Java线程等待中Thread.sleep()、Object.wait()、LockSupport.park、UNSAFE.park()的原理与区别
Thread.sleep()
源码如下:
public static native void sleep(long millis) throws InterruptedException;
public static void sleep(long millis, int nanos)
throws InterruptedException {
if (millis < 0) {
throw new IllegalArgumentException("timeout value is negative");
}
if (nanos < 0 || nanos > 999999) {
throw new IllegalArgumentException(
"nanosecond timeout value out of range");
}
if (nanos >= 500000 || (nanos != 0 && millis == 0)) {
millis++;
}
sleep(millis);
}
说明:
- Thread.sleep()必须指定休眠时间,所以线程状态为TIMED_WAITING。
- 如果休眠时发生中断,会抛出InterruptedException异常,并必须处理。
- 等待期间,不会释放所持有的锁
Object.wait()
源码如下:
public final native void wait(long timeout) throws InterruptedException;
public final void wait(long timeout, int nanos) throws InterruptedException {
if (timeout < 0) {
throw new IllegalArgumentException("timeout value is negative");
}
if (nanos < 0 || nanos > 999999) {
throw new IllegalArgumentException(
"nanosecond timeout value out of range");
}
if (nanos > 0) {
timeout++;
}
wait(timeout);
}
public final void wait() throws InterruptedException {
wait(0);
}
说明:
- 线程状态为WAITING表示一直等待,通过Object.notify()唤醒。

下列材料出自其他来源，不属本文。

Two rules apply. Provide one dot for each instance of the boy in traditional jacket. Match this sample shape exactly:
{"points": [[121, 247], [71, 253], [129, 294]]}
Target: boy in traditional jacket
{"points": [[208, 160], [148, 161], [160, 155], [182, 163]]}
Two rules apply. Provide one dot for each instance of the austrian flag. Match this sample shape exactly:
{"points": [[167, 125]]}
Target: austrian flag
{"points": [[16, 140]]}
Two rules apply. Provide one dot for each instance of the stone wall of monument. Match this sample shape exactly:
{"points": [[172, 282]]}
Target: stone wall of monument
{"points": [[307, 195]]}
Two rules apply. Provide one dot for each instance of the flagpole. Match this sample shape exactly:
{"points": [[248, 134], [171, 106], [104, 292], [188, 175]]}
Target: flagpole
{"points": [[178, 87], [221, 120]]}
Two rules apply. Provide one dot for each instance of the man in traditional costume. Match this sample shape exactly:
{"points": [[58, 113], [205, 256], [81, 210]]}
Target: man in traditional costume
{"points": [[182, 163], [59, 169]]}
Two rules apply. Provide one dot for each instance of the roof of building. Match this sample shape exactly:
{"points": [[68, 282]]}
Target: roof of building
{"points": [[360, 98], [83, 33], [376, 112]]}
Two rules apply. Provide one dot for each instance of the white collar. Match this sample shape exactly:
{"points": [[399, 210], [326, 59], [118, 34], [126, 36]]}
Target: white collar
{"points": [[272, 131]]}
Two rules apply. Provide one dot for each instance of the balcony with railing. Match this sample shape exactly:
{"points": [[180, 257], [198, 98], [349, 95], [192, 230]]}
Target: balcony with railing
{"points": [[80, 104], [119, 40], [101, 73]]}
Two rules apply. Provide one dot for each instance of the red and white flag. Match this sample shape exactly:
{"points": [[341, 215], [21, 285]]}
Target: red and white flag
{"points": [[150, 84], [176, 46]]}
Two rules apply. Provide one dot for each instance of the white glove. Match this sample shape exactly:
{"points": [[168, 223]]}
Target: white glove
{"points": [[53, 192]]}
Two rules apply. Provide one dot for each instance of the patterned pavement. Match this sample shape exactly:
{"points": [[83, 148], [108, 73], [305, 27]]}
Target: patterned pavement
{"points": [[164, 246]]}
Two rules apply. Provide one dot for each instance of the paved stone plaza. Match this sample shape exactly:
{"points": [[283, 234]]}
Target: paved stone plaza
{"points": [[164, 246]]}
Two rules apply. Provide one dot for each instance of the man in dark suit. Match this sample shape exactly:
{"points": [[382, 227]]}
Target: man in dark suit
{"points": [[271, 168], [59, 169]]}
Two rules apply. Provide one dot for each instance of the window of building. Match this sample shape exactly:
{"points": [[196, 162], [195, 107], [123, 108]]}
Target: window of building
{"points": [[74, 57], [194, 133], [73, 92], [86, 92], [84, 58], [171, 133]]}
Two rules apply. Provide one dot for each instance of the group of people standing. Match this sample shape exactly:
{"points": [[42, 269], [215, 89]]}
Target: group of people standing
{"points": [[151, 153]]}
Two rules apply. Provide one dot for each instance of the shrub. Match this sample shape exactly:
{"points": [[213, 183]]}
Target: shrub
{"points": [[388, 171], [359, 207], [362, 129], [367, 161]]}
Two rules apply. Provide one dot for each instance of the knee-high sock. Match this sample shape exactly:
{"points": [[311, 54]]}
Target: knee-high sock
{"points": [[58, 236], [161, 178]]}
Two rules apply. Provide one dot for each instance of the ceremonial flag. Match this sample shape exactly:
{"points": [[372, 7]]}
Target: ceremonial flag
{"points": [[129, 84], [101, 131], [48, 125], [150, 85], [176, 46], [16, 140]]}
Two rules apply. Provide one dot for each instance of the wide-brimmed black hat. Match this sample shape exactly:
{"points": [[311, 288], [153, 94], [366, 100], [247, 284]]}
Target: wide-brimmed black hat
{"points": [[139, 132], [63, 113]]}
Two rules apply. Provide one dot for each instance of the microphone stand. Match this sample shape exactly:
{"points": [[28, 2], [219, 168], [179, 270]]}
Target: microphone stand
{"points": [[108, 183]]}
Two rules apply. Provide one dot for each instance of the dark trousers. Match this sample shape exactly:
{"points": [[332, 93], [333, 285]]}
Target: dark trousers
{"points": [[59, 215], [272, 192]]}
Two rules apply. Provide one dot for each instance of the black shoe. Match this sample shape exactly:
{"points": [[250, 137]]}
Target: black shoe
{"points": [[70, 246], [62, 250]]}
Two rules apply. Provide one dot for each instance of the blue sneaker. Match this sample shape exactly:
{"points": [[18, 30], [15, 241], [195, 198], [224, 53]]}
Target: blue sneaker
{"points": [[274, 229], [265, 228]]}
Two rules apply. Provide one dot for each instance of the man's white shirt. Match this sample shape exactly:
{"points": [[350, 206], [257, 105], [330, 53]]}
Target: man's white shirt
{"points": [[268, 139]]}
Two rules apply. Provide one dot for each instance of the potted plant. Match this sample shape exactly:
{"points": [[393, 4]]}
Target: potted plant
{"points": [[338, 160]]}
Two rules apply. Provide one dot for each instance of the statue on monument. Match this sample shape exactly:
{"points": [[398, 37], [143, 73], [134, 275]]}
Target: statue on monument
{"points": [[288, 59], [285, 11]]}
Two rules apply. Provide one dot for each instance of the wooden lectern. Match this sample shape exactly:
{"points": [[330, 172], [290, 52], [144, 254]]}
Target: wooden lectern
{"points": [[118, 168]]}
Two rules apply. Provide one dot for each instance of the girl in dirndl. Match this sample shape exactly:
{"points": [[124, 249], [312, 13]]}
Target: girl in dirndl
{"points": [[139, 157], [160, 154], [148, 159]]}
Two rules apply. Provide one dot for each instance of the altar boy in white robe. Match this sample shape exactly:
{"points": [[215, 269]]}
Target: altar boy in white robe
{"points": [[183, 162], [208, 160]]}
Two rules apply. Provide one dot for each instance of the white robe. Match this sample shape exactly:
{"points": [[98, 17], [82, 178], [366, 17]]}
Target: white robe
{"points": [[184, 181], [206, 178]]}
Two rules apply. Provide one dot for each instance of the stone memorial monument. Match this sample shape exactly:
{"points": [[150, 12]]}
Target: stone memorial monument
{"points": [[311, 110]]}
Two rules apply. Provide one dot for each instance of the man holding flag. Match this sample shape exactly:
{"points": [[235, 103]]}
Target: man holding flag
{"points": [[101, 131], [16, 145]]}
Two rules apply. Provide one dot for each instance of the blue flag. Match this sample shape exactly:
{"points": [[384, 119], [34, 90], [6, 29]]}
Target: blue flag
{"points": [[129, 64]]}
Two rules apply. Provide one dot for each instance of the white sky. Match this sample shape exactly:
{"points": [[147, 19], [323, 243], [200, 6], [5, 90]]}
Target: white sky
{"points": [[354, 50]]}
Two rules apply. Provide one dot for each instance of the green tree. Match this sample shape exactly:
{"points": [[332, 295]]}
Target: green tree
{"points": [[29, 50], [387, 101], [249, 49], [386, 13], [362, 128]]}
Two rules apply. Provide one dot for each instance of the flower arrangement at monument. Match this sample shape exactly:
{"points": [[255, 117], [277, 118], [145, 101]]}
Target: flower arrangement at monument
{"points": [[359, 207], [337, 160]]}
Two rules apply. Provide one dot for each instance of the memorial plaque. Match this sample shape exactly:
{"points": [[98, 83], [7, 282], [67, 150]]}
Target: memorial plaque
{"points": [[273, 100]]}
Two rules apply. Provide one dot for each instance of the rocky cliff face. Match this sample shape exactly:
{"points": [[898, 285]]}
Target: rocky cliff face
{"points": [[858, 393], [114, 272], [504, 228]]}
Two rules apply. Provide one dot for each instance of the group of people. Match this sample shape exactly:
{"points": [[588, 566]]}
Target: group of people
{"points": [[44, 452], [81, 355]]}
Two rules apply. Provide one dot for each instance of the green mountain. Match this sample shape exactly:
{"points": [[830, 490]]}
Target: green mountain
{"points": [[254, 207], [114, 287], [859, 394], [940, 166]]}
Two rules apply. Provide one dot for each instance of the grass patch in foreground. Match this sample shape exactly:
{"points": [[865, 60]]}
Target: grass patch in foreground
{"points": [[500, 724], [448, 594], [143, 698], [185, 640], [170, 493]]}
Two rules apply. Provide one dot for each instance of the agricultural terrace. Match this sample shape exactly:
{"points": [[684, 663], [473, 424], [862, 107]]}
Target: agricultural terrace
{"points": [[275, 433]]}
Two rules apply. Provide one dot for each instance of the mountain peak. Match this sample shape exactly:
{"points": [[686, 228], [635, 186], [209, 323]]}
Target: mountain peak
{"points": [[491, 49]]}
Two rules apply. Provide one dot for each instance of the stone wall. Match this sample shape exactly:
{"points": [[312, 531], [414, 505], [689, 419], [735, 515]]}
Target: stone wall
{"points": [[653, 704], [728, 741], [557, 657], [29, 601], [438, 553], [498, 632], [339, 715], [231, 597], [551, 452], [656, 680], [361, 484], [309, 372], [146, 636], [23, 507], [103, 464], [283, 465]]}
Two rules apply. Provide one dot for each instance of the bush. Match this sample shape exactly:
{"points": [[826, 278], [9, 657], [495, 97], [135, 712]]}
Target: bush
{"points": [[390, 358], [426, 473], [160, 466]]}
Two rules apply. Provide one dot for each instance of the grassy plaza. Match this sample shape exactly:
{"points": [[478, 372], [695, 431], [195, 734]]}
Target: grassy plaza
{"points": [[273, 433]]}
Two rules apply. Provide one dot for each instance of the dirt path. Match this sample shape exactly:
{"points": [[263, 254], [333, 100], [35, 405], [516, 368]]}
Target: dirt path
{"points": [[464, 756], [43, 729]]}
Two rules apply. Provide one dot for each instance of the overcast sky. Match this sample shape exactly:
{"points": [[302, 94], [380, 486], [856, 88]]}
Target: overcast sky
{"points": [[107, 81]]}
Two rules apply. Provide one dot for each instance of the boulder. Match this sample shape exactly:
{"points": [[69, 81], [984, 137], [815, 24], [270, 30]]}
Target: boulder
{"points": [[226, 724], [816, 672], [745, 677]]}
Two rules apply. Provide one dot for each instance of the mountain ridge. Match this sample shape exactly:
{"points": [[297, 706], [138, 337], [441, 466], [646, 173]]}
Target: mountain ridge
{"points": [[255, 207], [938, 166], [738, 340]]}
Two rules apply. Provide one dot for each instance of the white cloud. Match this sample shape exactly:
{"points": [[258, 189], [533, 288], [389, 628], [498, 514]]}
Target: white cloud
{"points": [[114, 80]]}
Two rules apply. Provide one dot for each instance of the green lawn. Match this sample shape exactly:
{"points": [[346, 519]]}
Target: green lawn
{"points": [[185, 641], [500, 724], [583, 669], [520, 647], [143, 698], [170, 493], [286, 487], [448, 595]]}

- 如果休眠时发生中断,会抛出InterruptedException异常,并必须处理。
- 等待期间,会释放所持有的锁
- 必须获取到对象锁时才可以进入等待状态,否则会抛出java.lang.IllegalMonitorStateException异常。
错误使用示例:
public static void main(String[] args) {
Object waitObject = new Object();
try {
//没获取到waitObject的锁,调用该方法抛出IllegalMonitorStateException异常
waitObject.wait();
} catch (InterruptedException e) {
e.printStackTrace();
}
}
wait释放锁示例:
public class ObjeactWaitDemo {
public static final Object WAIT_OBJECT = new Object();
public static void main(String[] args) {
new MyThread1().start();
new MyThread2().start();
}
public static class MyThread1 extends Thread {
@Override
public void run() {
try {
synchronized (WAIT_OBJECT) {
System.out.println("线程1获取锁" + System.currentTimeMillis());
Thread.sleep(1000);
System.out.println("线程1结束sleep" + System.currentTimeMillis());
WAIT_OBJECT.wait();
System.out.println("线程1唤醒时间" + System.currentTimeMillis());
}
} catch (InterruptedException e) {
e.printStackTrace();
}
}
}
public static class MyThread2 extends Thread {
@Override
public void run() {
synchronized (WAIT_OBJECT) {
System.out.println("线程2获取锁" + System.currentTimeMillis());
// 唤醒
WAIT_OBJECT.notify();
System.out.println("线程2结束" + System.currentTimeMillis());
}
}
}
}
Output:
线程1获取锁 1583052064070
线程1结束sleep 1583052065070
线程2获取锁 1583052065070
线程2结束 1583052065070
线程1唤醒时间 1583052065070
LockSupport.park()与UNSAFE.park()
源码如下:
public static void park() {
UNSAFE.park(false, 0L);
}
public static void unpark(Thread thread) {
if (thread != null)
UNSAFE.unpark(thread);
}
public native void unpark(Thread jthread);
// true为毫秒
// false为纳秒
public native void park(boolean isAbsolute, long time);
说明:
- 线程状态为WAITING。
- 如果休眠时发生中断,不会抛出InterruptedException异常。也会响应中断。当外部线程对阻塞线程调用interrupt方法时,park阻塞的线程也会立刻返回。
- 等待期间,不会释放所持有的锁。
- 如果先调用unpark,会导致许可为1,当调用park时则直接返回导致并不会阻塞线程。看下面代码。
先调用unpark在调用park情况:
直接输出结结果,park生效会等待30秒
public class Demo {
public static Unsafe unsafe;
public static void main(String[] args) throws Exception {
Field f = Unsafe.class.getDeclaredField("theUnsafe");
f.setAccessible(true);
unsafe = (Unsafe) f.get(null);
MyThread myThread = new MyThread();
myThread.start();
System.out.println(100);
}
public static class MyThread extends Thread {
@Override
public void run() {
System.out.println(1);
// 注视这里park生效会等待30秒
unsafe.unpark(Thread.currentThread());
// 先unpark会让park失效
unsafe.park(false, 30000000000L);
System.out.println(2);
}
}
}
Output:
100
1
2
原理:
LockSupport.park() 通过UNSAFE.park来实现。在Linux系统下,是用的Posix线程库pthread中的mutex(互斥量),condition(条件变量)来实现的。mutex和condition保护了一个_counter的变量,当park时,这个变量被设置为0,当unpark时,这个变量被设置为1。每个Java线程都有一个Parker实例,Parker实际上用Posix的mutex,condition来实现的。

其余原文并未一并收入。